This Day in History

Posted: Thursday, December 08, 2005

In Alaska

• In 1741, Vitus Bering, early Russian explorer, died on Bering Island, after his ship was cast ashore following his second voyage to Alaska.

• In 1900, the steamer City of Topeka was wrecked on Sullivan Island near Haines, but was later salvaged.

• In 1967, Atlantic Richfield's discovery well struck oil and natural gas in Prudhoe Bay.

• In 1978, the Fairbanks City Council voted to do away with the small zoo at Alaskaland.

• In 1979, "Star Trek - The Motion Picture" premiered in Alaska in Anchorage-area theaters.

In the nation

• In 1863, President Lincoln announced his plan for the Reconstruction of the South.

• In 1886, the American Federation of Labor was founded in Columbus, Ohio.

• In 1914, "Watch Your Step," the first musical revue to feature a score composed entirely by Irving Berlin, opened in New York.

• In 1941, the United States entered World War II as Congress declared war against Japan, a day after the attack on Pearl Harbor.

• In 1980, rock star John Lennon was shot to death outside his New York City apartment building by an apparently deranged fan.

• In 1987, President Reagan and Soviet leader Mikhail S. Gorbachev signed a treaty calling for destruction of intermediate-range nuclear missiles.

• In 1993, President Clinton signed into U.S. law the North American Free Trade Agreement, which went into effect at the start of 1994.

• In 1995, in New York, an arsonist killed seven workers and himself at a Harlem clothing store that had been the target of a racially charged lease dispute.
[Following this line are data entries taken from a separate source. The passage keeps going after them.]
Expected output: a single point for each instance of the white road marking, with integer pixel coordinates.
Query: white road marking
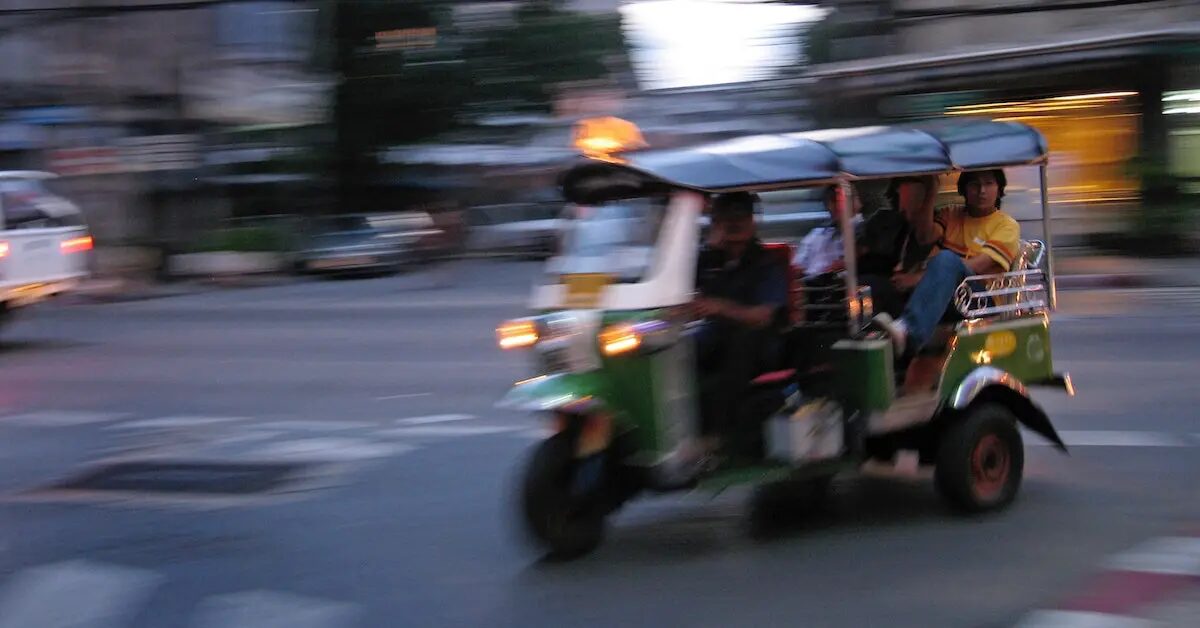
(435, 418)
(406, 395)
(340, 449)
(316, 425)
(76, 594)
(1078, 618)
(448, 431)
(60, 419)
(270, 609)
(175, 423)
(1119, 438)
(246, 437)
(1167, 556)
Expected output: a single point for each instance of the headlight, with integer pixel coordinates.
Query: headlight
(645, 335)
(516, 334)
(619, 339)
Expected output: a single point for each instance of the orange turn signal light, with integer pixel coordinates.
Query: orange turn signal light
(516, 334)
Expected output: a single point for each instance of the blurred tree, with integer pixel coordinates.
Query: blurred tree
(520, 64)
(401, 78)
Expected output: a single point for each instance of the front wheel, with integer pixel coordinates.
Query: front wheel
(567, 524)
(981, 460)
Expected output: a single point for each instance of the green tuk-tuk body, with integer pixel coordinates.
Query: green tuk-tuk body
(615, 353)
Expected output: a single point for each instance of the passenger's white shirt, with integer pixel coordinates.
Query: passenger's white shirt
(820, 250)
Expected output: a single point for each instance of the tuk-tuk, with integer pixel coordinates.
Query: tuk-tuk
(613, 345)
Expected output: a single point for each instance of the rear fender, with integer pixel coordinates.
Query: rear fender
(988, 384)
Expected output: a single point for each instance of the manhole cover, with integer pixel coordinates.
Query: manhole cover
(187, 478)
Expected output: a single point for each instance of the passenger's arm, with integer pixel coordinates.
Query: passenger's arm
(984, 264)
(1002, 244)
(927, 229)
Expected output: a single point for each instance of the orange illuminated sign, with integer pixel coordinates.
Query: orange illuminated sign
(600, 137)
(407, 39)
Four months after the death of founder Jerry Garcia, The Grateful Dead announced it was breaking up after 30 years of making music.
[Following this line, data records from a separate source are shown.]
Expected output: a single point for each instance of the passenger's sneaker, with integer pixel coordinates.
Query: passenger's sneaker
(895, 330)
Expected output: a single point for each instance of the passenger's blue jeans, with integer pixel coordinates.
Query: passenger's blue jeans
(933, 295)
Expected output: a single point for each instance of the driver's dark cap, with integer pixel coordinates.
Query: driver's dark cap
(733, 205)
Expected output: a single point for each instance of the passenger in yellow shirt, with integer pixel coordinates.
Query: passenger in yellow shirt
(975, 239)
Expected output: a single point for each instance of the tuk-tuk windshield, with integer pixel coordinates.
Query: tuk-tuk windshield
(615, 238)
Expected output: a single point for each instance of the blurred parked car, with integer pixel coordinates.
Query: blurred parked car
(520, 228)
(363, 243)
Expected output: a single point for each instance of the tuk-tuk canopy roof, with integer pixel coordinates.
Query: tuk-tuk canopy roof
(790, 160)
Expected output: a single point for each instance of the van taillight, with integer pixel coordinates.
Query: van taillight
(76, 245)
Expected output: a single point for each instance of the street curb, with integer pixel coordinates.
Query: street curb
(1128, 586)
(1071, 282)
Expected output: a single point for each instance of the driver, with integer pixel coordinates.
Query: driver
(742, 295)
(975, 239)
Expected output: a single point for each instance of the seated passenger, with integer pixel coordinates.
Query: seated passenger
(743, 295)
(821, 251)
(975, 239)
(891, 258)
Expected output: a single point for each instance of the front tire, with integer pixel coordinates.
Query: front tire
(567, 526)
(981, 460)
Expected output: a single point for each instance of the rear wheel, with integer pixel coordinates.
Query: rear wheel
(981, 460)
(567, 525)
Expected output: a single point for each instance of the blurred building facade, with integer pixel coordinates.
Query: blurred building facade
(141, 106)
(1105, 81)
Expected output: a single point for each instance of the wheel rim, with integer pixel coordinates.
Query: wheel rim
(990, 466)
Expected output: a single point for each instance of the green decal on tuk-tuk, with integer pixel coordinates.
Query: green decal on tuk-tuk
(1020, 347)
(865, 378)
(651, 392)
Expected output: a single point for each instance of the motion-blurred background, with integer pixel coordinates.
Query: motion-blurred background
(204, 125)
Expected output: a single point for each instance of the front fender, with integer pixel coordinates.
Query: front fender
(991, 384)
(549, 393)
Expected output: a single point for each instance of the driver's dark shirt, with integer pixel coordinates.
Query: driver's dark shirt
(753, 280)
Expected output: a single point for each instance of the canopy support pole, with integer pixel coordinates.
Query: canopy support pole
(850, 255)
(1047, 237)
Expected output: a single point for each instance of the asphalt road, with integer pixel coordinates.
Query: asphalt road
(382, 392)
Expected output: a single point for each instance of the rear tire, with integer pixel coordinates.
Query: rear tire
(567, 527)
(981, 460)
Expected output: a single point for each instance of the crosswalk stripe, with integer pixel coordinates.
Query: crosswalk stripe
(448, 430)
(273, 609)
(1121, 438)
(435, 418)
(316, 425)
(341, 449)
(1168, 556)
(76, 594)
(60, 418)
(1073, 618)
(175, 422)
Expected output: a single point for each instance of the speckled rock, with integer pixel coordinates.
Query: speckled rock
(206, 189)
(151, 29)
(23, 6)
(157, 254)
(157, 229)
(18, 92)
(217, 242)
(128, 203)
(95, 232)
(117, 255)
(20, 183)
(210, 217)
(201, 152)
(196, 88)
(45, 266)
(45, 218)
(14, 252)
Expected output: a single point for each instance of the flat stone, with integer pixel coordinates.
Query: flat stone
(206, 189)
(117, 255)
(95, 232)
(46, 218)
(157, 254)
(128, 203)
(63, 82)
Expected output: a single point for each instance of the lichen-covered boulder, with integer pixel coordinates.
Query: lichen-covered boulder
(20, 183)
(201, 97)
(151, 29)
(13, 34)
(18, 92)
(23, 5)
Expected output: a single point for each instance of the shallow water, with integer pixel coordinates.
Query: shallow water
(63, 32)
• In 2000, a divided Florida Supreme Court, in a 4-3 ruling, ordered an immediate hand count of about 45,000 disputed ballots and put Democrat Al Gore within 154 votes of George W. Bush.

• In 2004, the Senate completed congressional approval of the biggest overhaul of U.S. intelligence in a half century, voting 89-2 to send the measure to President Bush. Disgruntled U.S. soldiers complained to Defense Secretary Donald H. Rumsfeld during a question-and-answer session in Kuwait about long deployments and a lack of armored vehicles and other equipment. Treasury Secretary John Snow accepted President Bush's offer to remain in the Cabinet.

In the world

• In 1854, Pope Pius IX proclaimed the Catholic dogma of the Immaculate Conception, which holds that Mary, the mother of Jesus, was free of original sin from the moment of her own conception.

• In 1949, the Chinese Nationalist government moved from the Chinese mainland to Formosa as the Communists pressed their attacks.

• In 1987, the "intefadeh" (Arabic for uprising) by Palestinians in the Israeli-occupied territories began.